In 2012, Neil Armstrong, the first human to walk on the moon, died from complications following heart surgery. His doctors had implanted a temporary pacemaker. When the pacemaker wires were later removed, Armstrong suffered internal bleeding — an outcome more common than many patients realize.
Now, engineers at Northwestern University have developed what could have saved Armstrong’s life: the world’s smallest pacemaker, smaller than a single grain of rice. Unlike traditional pacemakers, this one is injectable, wireless, and dissolves harmlessly into the body at the end of its mission.
It’s a technological leap that might transform cardiac care, especially for newborns with fragile hearts and adults recovering from surgery.
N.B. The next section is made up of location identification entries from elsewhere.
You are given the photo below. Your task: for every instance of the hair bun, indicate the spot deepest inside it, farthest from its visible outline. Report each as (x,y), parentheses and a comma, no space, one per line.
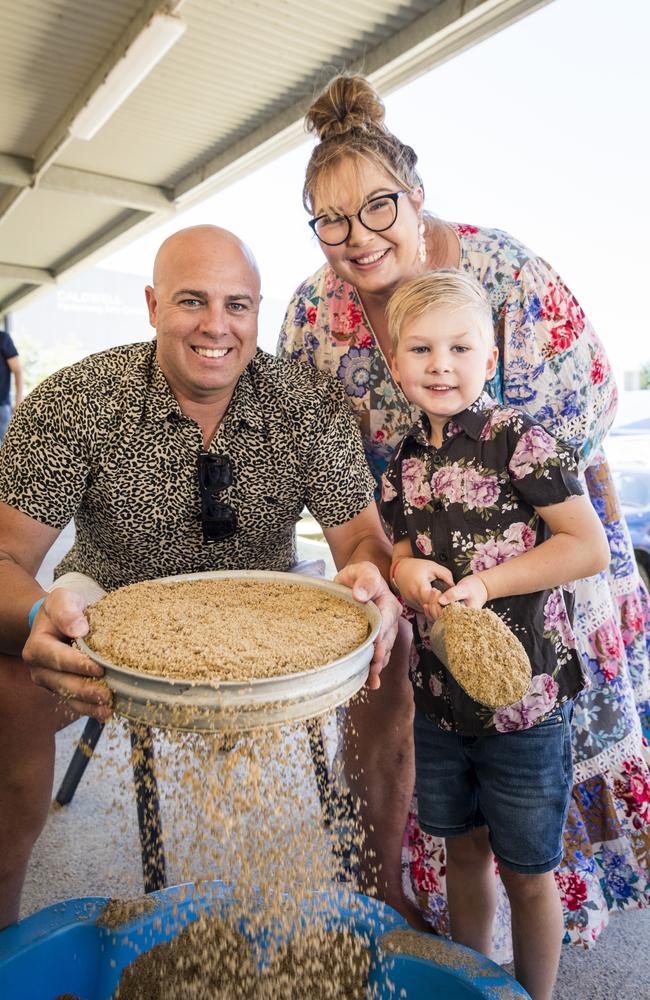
(348,102)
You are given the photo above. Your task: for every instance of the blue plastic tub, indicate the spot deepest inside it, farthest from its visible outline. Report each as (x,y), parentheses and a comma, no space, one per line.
(61,950)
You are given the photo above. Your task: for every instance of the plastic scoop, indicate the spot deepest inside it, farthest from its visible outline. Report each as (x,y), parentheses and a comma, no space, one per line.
(481,653)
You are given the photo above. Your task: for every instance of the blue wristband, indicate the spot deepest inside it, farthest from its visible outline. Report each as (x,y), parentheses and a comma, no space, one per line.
(33,611)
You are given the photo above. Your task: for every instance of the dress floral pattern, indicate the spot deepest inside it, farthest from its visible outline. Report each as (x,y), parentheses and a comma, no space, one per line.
(552,365)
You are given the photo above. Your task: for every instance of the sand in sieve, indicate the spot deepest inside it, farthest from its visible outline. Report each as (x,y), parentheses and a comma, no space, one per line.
(223,630)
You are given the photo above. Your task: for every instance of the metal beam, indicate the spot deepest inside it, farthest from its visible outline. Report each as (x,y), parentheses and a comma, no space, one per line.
(16,171)
(427,42)
(59,136)
(443,32)
(113,190)
(30,275)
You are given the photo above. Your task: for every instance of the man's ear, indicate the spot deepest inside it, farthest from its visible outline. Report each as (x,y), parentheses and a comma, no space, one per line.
(152,305)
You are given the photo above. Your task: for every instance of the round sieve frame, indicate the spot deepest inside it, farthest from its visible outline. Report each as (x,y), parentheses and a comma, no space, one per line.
(239,706)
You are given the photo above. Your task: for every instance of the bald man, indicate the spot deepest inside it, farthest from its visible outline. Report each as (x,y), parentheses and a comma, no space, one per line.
(128,444)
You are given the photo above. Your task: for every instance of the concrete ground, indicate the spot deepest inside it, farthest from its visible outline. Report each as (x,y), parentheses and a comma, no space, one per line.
(91,847)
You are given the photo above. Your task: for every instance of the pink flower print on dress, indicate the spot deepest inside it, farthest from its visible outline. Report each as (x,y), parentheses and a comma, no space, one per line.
(634,792)
(423,543)
(388,491)
(610,652)
(496,419)
(480,491)
(520,536)
(449,483)
(556,619)
(417,491)
(533,451)
(487,554)
(435,686)
(538,701)
(598,370)
(572,888)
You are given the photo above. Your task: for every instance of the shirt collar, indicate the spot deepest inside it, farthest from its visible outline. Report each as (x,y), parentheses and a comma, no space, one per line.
(244,406)
(471,420)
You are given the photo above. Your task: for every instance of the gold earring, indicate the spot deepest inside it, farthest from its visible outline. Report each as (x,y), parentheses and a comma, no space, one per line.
(422,244)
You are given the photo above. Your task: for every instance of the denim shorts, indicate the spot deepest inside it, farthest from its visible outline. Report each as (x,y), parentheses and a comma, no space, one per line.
(519,784)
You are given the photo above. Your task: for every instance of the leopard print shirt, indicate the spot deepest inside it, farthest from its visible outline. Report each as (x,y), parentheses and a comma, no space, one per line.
(105,442)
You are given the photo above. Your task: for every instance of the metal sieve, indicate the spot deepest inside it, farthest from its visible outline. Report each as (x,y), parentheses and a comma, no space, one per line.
(235,706)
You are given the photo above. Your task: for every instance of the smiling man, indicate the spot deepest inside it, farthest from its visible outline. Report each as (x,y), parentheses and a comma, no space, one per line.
(192,452)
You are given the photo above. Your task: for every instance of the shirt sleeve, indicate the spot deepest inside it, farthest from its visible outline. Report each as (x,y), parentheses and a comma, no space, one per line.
(44,459)
(543,471)
(554,365)
(339,484)
(391,507)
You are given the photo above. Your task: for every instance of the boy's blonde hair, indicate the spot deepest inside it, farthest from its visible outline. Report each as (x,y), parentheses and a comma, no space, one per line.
(445,287)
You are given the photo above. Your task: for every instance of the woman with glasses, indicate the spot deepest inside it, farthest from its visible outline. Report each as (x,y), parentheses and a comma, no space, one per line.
(367,201)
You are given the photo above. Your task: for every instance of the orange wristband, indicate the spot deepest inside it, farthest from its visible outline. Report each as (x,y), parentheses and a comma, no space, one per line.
(391,576)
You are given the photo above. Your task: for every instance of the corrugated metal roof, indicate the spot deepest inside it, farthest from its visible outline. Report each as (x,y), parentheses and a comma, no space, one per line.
(227,96)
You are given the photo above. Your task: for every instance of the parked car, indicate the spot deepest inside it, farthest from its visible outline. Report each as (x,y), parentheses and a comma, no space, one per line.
(629,459)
Tiny Pacemaker, Huge Potential
Although temporary pacemakers are now routine, they come with risks. They rely on wires sewn directly onto the heart muscle during surgery. These wires extend outside the body and connect to an external pacing box. Removing them often causes injuries: infection, tissue damage, or internal bleeding.
“When the wires are pulled out, that can potentially damage the heart muscle,” explained Igor Efimov, an experimental cardiologist at Northwestern. “That’s actually how Neil Armstrong died.”
The new device bypasses this hazard completely. At only 1.8 millimeters wide and 3.5 millimeters long, it fits comfortably into the tip of a syringe. Doctors can inject it directly into the heart muscle, entirely avoiding open-chest surgery.
“There’s a crucial need for temporary pacemakers in pediatric heart surgeries,” said John A. Rogers, who led the research at Northwestern University. “Our major motivation was children. About 1% of children are born with congenital heart defects — regardless of whether they live in a low-resource or high-resource country.”
After heart surgery, these babies typically need temporary pacing for about a week until their hearts stabilize. “Now, we can place this tiny pacemaker on a child’s heart and stimulate it with a soft, gentle, wearable device,” Efimov said. “No additional surgery is necessary to remove it.”
Powering a Heartbeat with Light
But how can something so small work as effectively as traditional pacemakers? The answer, remarkably, is found in the body itself.
The device doesn’t rely on batteries or external wiring. Instead, it uses a galvanic cell, a type of simple battery that transforms chemical reactions in bodily fluids into electricity. When two tiny metal pads on the device come into contact with fluids surrounding the heart, they create a natural battery, providing enough electrical current to regulate heartbeats.
But the true innovation is how the pacemaker is controlled. A small, wearable patch on the patient’s chest monitors the heartbeat. When it detects irregular rhythms, the patch automatically flashes pulses of infrared light through the patient’s skin. This infrared light travels deep into the body, turning on the pacemaker remotely.
“Infrared light penetrates very well through the body,” Efimov noted. “If you put a flashlight against your palm, you will see the light glow through the other side of your hand. Our bodies are great conductors of light.”
This combination of biological power and wireless control allowed the team to shrink the device dramatically, eliminating bulky antennas that older models required.
Dissolvable and Versatile
One of the device’s most remarkable features is how to dispose of it. The pacemaker dissolves naturally into bodily fluids once it’s no longer needed, similar to absorbable stitches. There’s no need for invasive removal surgeries, drastically reducing patient risk.
“The heart requires only a tiny amount of electrical stimulation,” Rogers explained. “By minimizing the size, we dramatically simplify implantation, reduce trauma and risk, and eliminate secondary surgical extraction procedures.”
The researchers have successfully tested their pacemaker in mice, rats, pigs, dogs, and even human heart tissue from organ donors. Although human trials are still two to three years away, the researchers are optimistic about its potential.
Bozhi Tian, a bioelectronics expert at the University of Chicago who was not involved in the study, described the device as a “significant leap forward.”
“This new pacemaker is a transformative breakthrough in medical technology,” Tian told AFP. “It’s a paradigm shift in temporary pacing and bioelectronic medicine, opening up possibilities far beyond cardiology — including nerve regeneration, wound healing, and integrated smart implants.”
Indeed, Rogers suggests the pacemaker’s tiny size could allow multiple devices to be placed across the heart, each controlled independently by different colors of light. This method could synchronize pacing in complex heart conditions, treating arrhythmias far more effectively than current techniques.
“Because it’s so small, this pacemaker can be integrated with almost any kind of implantable device,” Rogers added. “We could incorporate our pacemakers into other medical devices like heart valve replacements, which can cause heart block.”
The findings were published in the journal Nature.